For one thing, the province has implemented "enhanced screening measures" at all emergency medical services' communication centres to identify potential cases of the coronavirus before dispatching paramedics, said Dr. Barbara Yaffe, associate chief medical officer of health in Ontario, during a Monday news conference.
Travis Kann, a spokesperson for Ontario's Ministry of Health, also told CBC Toronto on Tuesday in an emailed statement that hospitals have been directed to use screening measures for all patients with symptoms of the coronavirus who have travelled to Wuhan within 14 days before symptom onset, coupled with subsequent testing for any patient who meets those criteria.
Guidance around the use of personal protective equipment has also been provided to the province's health system, Kann continued.
Speaking to reporters on Monday, Toronto Mayor John Tory strived to quell fears over the virus, saying front-line workers in the city are "well-protected."
There are now "detailed protocols" in place at both the paramedic and hospital levels, thanks to sweeping changes made in the aftermath of SARS, he added.
During the emergency call from the man who has since been confirmed as infected with the new coronavirus, for instance, paramedics did use "full personal protective equipment," according to Dr.
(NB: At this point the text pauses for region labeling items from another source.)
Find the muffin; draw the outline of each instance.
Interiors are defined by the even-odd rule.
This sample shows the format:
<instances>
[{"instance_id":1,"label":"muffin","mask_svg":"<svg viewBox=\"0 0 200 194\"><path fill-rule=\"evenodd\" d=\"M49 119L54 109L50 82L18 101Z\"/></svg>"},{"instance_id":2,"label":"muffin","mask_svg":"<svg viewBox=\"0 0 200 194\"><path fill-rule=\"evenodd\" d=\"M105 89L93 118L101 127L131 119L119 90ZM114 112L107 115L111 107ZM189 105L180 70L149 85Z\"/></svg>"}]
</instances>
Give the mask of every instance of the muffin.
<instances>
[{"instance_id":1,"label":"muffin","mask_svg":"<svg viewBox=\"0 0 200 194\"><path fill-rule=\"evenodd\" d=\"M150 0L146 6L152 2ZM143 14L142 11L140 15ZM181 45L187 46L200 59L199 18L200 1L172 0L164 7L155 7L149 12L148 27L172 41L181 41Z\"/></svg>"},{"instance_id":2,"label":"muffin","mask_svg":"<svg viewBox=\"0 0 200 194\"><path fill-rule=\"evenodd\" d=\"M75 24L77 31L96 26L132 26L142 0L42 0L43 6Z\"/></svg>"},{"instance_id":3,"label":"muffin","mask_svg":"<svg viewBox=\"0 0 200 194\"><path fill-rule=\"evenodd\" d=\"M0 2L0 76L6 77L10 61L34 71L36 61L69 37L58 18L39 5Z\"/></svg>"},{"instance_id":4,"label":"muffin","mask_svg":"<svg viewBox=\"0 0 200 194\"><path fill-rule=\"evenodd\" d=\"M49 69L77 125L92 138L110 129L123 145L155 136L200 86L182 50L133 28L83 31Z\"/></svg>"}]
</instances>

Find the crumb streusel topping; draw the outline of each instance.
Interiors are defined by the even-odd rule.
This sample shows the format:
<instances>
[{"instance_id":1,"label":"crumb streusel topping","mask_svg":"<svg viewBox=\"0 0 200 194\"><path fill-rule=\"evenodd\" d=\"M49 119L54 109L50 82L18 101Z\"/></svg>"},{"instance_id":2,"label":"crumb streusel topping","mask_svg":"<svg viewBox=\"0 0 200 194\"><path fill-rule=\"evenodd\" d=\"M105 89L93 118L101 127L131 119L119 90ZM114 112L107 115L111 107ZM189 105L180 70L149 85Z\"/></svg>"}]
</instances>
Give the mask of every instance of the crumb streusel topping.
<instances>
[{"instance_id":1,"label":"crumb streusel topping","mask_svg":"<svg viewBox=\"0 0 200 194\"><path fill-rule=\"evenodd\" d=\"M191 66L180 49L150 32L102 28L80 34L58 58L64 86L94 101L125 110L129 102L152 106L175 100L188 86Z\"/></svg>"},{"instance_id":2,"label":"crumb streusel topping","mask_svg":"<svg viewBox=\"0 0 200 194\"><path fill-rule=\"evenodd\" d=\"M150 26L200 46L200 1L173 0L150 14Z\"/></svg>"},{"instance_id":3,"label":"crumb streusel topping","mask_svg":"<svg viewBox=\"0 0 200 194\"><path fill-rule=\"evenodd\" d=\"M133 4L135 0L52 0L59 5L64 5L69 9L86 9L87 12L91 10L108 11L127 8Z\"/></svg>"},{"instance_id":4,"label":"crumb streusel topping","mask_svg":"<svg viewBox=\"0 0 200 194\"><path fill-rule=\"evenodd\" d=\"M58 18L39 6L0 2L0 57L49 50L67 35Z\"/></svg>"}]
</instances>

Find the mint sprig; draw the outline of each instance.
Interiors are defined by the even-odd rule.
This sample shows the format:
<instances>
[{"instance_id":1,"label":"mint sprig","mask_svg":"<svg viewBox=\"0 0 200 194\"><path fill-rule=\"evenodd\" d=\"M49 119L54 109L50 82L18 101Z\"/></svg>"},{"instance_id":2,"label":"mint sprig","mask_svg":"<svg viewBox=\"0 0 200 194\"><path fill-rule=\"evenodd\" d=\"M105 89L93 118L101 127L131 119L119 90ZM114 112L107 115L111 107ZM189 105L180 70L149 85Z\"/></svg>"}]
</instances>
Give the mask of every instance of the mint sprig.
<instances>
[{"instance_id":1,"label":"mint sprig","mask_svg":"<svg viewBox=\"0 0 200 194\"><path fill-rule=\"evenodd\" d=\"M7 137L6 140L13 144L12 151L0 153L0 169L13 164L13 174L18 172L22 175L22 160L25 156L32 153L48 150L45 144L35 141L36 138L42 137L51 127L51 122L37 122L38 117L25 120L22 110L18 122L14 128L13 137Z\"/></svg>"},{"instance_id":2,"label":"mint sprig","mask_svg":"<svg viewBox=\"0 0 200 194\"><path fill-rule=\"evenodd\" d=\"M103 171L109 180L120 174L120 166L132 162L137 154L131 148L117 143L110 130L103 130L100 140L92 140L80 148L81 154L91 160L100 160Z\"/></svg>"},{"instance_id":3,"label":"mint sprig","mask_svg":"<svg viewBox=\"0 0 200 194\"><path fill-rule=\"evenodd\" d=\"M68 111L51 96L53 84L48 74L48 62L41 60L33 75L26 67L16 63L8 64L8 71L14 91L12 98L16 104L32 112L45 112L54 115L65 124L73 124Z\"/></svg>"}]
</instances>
Rita Shahin, Toronto's associate medical officer of health.
Looking back on his time during the SARS outbreak, England wishes a similar procedure had been in place then.
Protective equipment procedures weren't typically in place during those early days, he noted, and he believes he caught his illness from a patient in a hospital about two weeks before his symptoms showed up.
Now 68 and retired, he said getting hit with the illness in his early '50s took a toll on his health.
England spent two weeks recovering in hospital and another month at home, but still felt unwell after he returned to work, and eventually shifted out of his front-line duties to work in Toronto's office of emergency management.
Close to two decades later, England said he still has trouble breathing and experiences numbness in his hands and feet — lingering reminders of his brush with a deadly illness.
His message now for policy makers?
"Communicate with the public and look after the health care workers," he said. "Remember, they're the front-line staff — if they get sick, look after them."